Rome (AFP) - Ten migrants who had risked their lives to cross the Mediterranean and reach Europe were found dead on Sunday, the day after nearly 3,700 others were rescued at sea.

The number saved on Saturday was one of the highest ever recorded in a single day, raising fears that the tide of desperate people trying to reach Europe from Africa and the Middle East has not been slowed by recent disasters.

"Around 10 people were found dead," the Italian coastguard said Sunday, while several rescue teams worked off the shores of war-torn Libya, where most of the rickety, overcrowded boats set sail from.

Rescuers said they found some of the dead on board several distressed migrant boats. It was unclear how they had died.

Another three men drowned after they jumped into the sea, as they rushed to reach a coastguard vessel.

Italian coastguards said 3,690 migrants were rescued on Saturday.

A record 3,791 migrants were rescued on April 12 followed and further 2,850 the following day.

The navy said its patrol ship Bettica picked up more than 400 migrants travelling on board two vessels on Sunday, among them some 60 women and around 15 children.

Video released by the coastguard showed migrants crammed onto a small boat that was intercepted on Saturday. The migrants are later seen clambering aboard a rescue vessel.

- Fleeing war, poverty -

Coastguards are seen wearing protective white suits and face masks.

Saturday's operations in the Mediterranean involved four Italian coastguard vessels, two Italian navy ships and two customs boats, as well as four cargo ships and tugs.

The Italian frigate Bersagliere took 778 migrants on board while the patrol boat Vega plucked another 675 from the water.

French patrol boat Commandant Birot, which was sent last week to boost the EU's Operation Triton patrols dealing with the influx of migrant boats, also picked up 219 people off the coast of Libya Saturday.

Two suspected people traffickers were to be handed over to police after the patrol boat docked in the port of Crotone in Calabria in southern Italy.

EU leaders tripled the budget for patrols off chaos-ridden Libya, from where most of the migrants set out for Europe in flimsy vessels, after more than 1,200 drowned in a series of tragedies last month.

On April 19, some 750 migrants were killed when their trawler sank between Libya and southern Italy, sparking global outrage and demands for action on the string of deadly migrant shipwrecks.

EU leaders are now seeking UN Security Council approval for military action against smugglers in chaos-ridden Libya.

But rights groups have blasted the EU for focusing on patrols rather than humanitarian efforts.
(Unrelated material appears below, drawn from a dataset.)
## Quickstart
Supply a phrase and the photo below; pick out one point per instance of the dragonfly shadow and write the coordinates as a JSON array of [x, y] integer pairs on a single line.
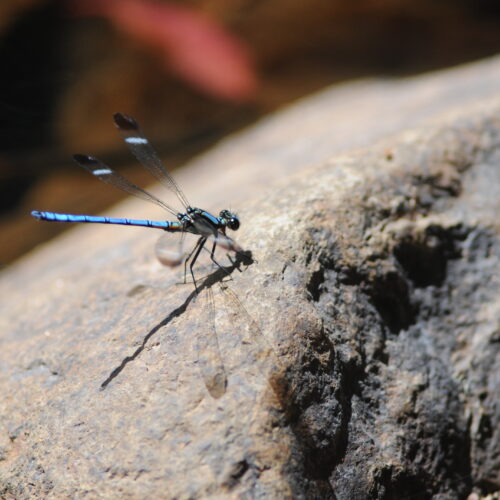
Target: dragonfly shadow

UN chief Ban Ki-moon has also urged Europe to refrain from resorting to force.

"What is crucial is to have a global approach that takes into account the roots of the problem, the security and human rights of migrants and refugees, such as having immigration channels that are legal and regular," he said last week.

Most of the migrants rescued Saturday were being taken to Sicily or southern Italy, while some had already landed on the Italian island of Lampedusa.

Several hundred migrants, mostly Africans but also including many fleeing the civil war in Syria, set out from Libya every day, hoping to make it to Europe.

The number of migrants entering the EU illegally in 2014 almost tripled to 276,000, according to Frontex, nearly 220,000 of them arriving via the Mediterranean.

Some 1,750 migrants have died crossing the Mediterranean to Europe this year, 30 times more than during the same period in 2014, according to the International Organization for Migration.